I am working in C++11 and have the following code that compiles. But the problem is that the function func in the below example can also be called with a std::function , lambda, pointer to a function etc.

Instead, I want that func should only be called by a pointer to a non-static member function of any class. That is, I want to restrict this function only member function pointers.

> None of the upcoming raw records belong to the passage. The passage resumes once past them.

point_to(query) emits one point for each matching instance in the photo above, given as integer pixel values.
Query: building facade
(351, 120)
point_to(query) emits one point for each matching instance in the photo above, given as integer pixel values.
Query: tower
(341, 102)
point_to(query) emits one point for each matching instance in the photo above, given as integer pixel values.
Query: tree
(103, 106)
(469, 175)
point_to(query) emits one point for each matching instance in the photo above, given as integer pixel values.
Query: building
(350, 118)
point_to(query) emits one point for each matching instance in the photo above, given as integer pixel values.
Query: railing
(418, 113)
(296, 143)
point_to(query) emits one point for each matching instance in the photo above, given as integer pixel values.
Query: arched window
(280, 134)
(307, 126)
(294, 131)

template <typename Callable, typename... Args> void func(Callable&& callable, Args&&... args)
{

}
struct Test
{
    int someMember(int x) 
    { 
        return x; 
    }
};
void g(int, int, int) 
{

}
int main()
{
    func(g, 1, 1, 1);     //this works currently but it should be rejected in the modified program
    func([](int){}, 42);  //this works currently but it should be rejected in the modified program 
    
    Test test;
    func(&Test::someMember, test, 1);// this works currently and should work in the modified version
}

As we can see in the above program, all of the calls to func works. But I want that only the call func(&Test::someMember, test, 1); should work and the other two calls should be rejected.

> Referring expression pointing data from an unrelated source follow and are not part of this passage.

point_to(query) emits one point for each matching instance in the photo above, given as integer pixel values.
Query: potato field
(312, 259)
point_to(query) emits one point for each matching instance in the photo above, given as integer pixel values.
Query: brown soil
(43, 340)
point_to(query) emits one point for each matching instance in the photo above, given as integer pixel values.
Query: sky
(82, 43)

So how can I achieve this. Maybe there is a way to use SFINAE or some other metaprogramming technique.

Answer 1

Maybe there is a way to use SFINAE or some other metaprogramming technique.

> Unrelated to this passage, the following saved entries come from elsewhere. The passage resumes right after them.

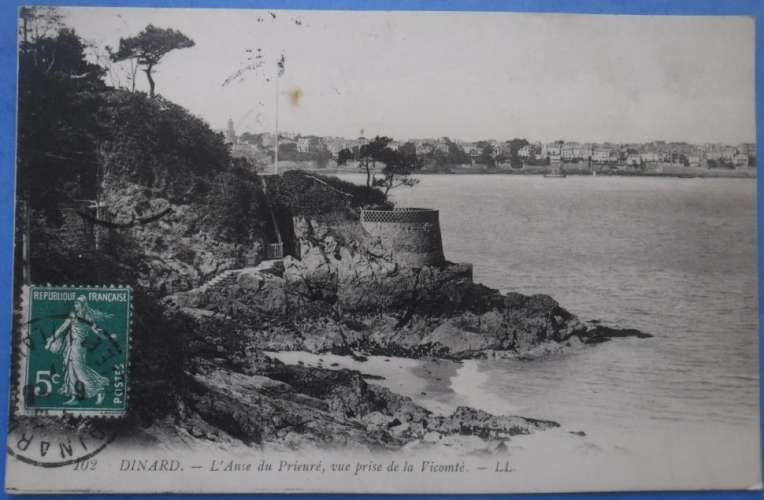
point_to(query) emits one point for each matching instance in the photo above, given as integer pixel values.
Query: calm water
(672, 257)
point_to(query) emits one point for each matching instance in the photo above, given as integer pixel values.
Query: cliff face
(344, 293)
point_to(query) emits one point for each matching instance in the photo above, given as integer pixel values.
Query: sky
(469, 76)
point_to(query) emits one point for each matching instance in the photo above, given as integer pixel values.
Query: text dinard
(292, 466)
(70, 296)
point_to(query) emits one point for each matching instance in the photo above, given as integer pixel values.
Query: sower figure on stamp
(80, 381)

That would do it, since we have std::is_member_function_pointer .

template <typename Callable, typename... Args>
typename std::enable_if<std::is_member_function_pointer<Callable>::value, void>::type
func(Callable callable, Args&&... args)
{

}

If the predicate is false, enable_if produces no type, and our template has no return type, making the function non-viable.

The change to pass by value is because it makes to controlling condition simpler, and because we are only passing pointers to members (fairly cheap to copy).

Answer 2

I think static_assert (with std::is_member_function_pointer ) is the perfect tool for the situation. No need to change the signature of func , and the error message can be whatever you want, so it's clearer than, for example, a substitution failure.

To call callable , you may use std::mem_fn .

template <typename Callable, typename... Args>
void func(Callable callable, Args&&... args)
{
    static_assert(std::is_member_function_pointer<Callable>::value, "callable must be a member function");

    std::mem_fn(callable)(args...);
}

Demo

Answer 3

This can be done by setting up the template parameters in such a way that only pointers to member function are accepted(as shown below). In particular, we can have 4 template parameters corresponding to the class, member function parameters, object of that class and finally the arguments passed to that member function.

template<typename className, typename... Param,typename Ret, typename... Args>  
void func(Ret (className::*ptrFunc)(Param... param),className& Object, Args... args)
{
    (Object.*ptrFunc)(args...); //std::invoke(ptrFunc, Object, args...) in C++17
}
int main()
{
    Test test;
    func(&Test::someMember, test, 1);//only this form works now  
}

Working demo